I couldn’t answer. Couldn’t say the words out loud. Not after all these years of silence.

But Rashid was dying. And some secrets were too heavy to carry to the grave alone.

“Because he’s yours, Rashid.”

The words fell out of me before I could stop them. Forty years of silence, shattered in three words.

Rashid’s whole body went still.

“What did you say?”

“Quest.” My voice cracked. “Quest is your son.”

I watched the words hit him. Watched his face change—confusion first, then disbelief, then something I’d never seen on Rashid Muhammad’s face in all the years I’d known him.

Shock. Pure, unfiltered shock.

“That’s not—” He tried to sit up, winced, fell back against the pillows. “Viv, what are you saying?”

“I’m saying what I should have told you thirty-eight years ago.” Tears were streaming down my face now. I couldn’t stop them. “When I found out I was pregnant, I knew. I KNEW. The timing, the—” I shook my head.

“No.” Rashid’s voice was barely a whisper. “No, you would have told me. You would have?—”

“Told you WHAT?” The words came out sharper than I intended. “That I was carrying your baby while I was married? That I’d been sleeping with both of you and didn’t know whose child I was carrying until I did the math?” I wiped my face roughly. “I chose Alexander. I chose that life. I couldn’t turn around and tell him his firstborn son wasn’t his.”

Rashid was staring at me like he’d never seen me before. Like I was a stranger wearing the face of someone he thought he knew.

“Thirty-eight years.” His voice was hoarse. Broken. “Thirty-eight years, Vivica. I have a son. I’ve HAD a son this whole time, and you never?—”

“I couldn’t.”

“You COULD. You just didn’t.” Something shifted in his eyes. Pain.
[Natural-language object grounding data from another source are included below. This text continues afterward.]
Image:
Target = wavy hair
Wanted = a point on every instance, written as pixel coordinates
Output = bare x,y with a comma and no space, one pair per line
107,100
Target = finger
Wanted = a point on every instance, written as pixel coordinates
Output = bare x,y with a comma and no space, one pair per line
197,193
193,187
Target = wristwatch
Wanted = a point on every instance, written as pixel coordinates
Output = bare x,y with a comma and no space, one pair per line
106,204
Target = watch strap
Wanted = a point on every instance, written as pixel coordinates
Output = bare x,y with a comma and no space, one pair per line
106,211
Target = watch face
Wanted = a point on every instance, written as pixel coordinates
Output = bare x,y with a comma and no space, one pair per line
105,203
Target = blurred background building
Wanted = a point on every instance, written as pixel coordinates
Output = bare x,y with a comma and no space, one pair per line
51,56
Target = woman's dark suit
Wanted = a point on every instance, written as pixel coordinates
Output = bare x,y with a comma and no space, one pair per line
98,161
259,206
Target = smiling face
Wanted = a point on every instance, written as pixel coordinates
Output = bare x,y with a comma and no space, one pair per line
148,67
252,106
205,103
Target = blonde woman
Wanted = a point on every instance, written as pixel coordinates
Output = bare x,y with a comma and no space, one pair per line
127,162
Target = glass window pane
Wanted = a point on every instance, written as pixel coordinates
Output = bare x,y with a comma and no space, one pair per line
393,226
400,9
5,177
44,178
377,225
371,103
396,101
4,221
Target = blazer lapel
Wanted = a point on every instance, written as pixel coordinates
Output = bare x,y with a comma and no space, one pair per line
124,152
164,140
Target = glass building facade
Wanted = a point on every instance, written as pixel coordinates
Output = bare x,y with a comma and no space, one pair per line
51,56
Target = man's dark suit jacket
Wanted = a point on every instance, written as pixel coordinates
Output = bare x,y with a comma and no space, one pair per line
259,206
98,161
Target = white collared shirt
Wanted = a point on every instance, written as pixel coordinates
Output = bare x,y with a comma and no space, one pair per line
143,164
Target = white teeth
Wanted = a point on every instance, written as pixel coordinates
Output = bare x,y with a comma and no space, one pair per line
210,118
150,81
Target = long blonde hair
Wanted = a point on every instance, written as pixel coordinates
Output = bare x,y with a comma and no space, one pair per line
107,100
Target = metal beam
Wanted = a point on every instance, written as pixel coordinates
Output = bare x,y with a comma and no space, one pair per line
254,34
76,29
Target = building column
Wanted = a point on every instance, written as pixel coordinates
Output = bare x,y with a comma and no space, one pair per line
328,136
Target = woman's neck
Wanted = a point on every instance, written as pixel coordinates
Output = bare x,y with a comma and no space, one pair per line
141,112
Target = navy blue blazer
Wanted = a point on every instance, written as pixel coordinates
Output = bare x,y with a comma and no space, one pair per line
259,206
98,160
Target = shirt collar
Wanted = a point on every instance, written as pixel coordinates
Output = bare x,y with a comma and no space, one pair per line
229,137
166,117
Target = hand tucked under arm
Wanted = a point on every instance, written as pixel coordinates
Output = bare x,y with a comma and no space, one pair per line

Rage. Grief. All of it swirling together. “I watched that boy grow up. Watched him take over the business. Watched him become a man. And the whole time… the whole time he was MINE?”

“Rashid—”

“Does he know?”

“No. No one knows. Alexander never knew. Quest doesn’t know. No one.”

He closed his eyes. A tear slipped down his weathered cheek—the first tear I’d ever seen Rashid Muhammad shed in forty years.

“My son,” he whispered. “I have another son.”

“I’m sorry.” The words felt pathetic. Inadequate. “I’m so sorry.”

When he opened his eyes again, that familiar steel was back. Even dying, even devastated, Rashid was still Rashid.